I : Alors, normalement c’est vrai que ça dépend des antennes aussi. On voit que, on est mal traités ou bien traités selon les antennes. Ça c’est quand même un petit peu anormal, c’est sûr. Je sais que il y a… Moi, j’ai pas de problème pour réunir les trucs, parce que j’ai des employeurs, des gros, voilà, et tout ça. Après je sais que… Non, moi j’ai jamais eu de problèmes. A chaque fois ils me recalculent effectivement quand mes droits sont épuisés. Et jusqu’à présent, je ne vérifiais pas trop parce que mon taux était grosso modo le même. Moi, c’est ça, j’ai eu un taux inchangé pendant des décennies. Bon là par contre, (…) je m’attends à la douche froide, c’est sûr hein. Et c’est pour ça que j’aime bien avoir… C’est très compliqué d’avoir leur mode de calcul. Je sais que moi, j’ai des collègues qui sont révisées tous les trois mois, recalculées tous les trois mois.
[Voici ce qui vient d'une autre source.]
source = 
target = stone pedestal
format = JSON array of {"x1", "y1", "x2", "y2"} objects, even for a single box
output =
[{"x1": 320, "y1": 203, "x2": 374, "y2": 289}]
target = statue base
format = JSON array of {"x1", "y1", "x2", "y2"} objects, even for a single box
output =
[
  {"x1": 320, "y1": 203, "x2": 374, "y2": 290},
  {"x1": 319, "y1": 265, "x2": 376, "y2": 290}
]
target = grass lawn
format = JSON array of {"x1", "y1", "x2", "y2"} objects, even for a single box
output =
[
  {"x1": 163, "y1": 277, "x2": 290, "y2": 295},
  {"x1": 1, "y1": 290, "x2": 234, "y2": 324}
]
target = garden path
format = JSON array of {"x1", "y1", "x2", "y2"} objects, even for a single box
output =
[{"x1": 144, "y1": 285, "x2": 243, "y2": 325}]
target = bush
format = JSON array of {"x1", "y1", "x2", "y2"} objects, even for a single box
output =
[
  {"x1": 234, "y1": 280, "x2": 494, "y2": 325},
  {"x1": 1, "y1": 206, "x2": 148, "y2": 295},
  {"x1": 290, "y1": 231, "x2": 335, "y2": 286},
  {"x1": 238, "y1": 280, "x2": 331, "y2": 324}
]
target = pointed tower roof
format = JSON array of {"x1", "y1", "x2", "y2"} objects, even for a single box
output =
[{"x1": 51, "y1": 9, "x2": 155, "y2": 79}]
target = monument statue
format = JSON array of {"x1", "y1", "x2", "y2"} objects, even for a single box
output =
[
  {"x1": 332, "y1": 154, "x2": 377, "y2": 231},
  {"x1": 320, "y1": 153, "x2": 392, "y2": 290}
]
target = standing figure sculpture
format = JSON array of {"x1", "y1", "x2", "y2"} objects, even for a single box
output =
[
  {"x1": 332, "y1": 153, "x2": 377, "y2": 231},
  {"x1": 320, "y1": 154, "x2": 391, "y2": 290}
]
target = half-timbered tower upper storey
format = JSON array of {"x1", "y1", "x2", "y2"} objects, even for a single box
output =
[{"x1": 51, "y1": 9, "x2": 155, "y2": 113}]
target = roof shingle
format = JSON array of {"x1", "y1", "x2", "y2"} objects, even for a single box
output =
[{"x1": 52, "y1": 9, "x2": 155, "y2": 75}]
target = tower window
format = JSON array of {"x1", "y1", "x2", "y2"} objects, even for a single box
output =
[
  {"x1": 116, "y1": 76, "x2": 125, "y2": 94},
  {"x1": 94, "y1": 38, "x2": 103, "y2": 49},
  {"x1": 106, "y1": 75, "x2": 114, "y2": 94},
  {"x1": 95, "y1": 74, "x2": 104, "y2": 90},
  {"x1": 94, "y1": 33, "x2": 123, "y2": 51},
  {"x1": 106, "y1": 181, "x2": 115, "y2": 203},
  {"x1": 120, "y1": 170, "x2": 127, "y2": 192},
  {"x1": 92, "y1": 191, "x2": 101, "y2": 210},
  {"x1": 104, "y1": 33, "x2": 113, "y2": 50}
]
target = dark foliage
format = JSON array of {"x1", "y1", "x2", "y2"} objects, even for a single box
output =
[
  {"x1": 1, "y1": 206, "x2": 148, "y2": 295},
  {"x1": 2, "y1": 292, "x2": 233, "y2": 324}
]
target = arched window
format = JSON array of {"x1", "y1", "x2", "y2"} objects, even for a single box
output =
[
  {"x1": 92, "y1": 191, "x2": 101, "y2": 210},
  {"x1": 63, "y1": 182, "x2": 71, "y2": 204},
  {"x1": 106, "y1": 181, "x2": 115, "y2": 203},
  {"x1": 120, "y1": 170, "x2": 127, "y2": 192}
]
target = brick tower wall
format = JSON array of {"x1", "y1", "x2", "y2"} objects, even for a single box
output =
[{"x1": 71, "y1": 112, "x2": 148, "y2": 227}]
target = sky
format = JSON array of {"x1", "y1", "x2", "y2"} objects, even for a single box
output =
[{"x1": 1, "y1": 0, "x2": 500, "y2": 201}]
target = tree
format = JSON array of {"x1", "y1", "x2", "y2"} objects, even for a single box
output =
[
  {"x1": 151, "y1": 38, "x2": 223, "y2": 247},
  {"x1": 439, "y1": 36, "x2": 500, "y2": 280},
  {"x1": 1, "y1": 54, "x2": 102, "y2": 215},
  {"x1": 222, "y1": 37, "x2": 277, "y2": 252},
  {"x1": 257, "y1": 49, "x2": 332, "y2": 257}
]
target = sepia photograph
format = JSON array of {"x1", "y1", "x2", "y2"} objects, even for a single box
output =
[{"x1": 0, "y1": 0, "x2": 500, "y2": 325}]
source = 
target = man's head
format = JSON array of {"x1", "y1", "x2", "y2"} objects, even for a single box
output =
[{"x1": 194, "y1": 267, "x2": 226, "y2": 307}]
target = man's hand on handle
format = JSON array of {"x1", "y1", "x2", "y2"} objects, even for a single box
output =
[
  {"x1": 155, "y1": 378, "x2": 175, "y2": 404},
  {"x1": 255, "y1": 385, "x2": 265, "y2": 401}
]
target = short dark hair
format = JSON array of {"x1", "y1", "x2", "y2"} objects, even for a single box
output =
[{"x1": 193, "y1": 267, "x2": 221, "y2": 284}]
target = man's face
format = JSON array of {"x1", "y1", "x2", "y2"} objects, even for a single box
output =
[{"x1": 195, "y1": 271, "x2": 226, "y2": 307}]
On se demande sur quelle base. Et du coup qui sont arrivées en fin de droits très rapidement quoi. Je sais qu’à un moment donné, on pouvait… Quand on avait estimé qu’on avait fait une meilleure année par rapport à l’année précédente, on pouvait demander un recalcul en notre faveur. Certaines antennes l’acceptaient, d’autres non. Moi, je sais que mon antenne en 1993, à un moment donné, ils ont eu une approche plutôt favorable aux salariés quoi, aux demandeurs d’emploi, dans le sens où s’il y a deux calculs, ils prennent le plus favorable au candidat Pôle Emploi. Ça, c’est plutôt sympa. Mais oui, les calculs sont très opaques ».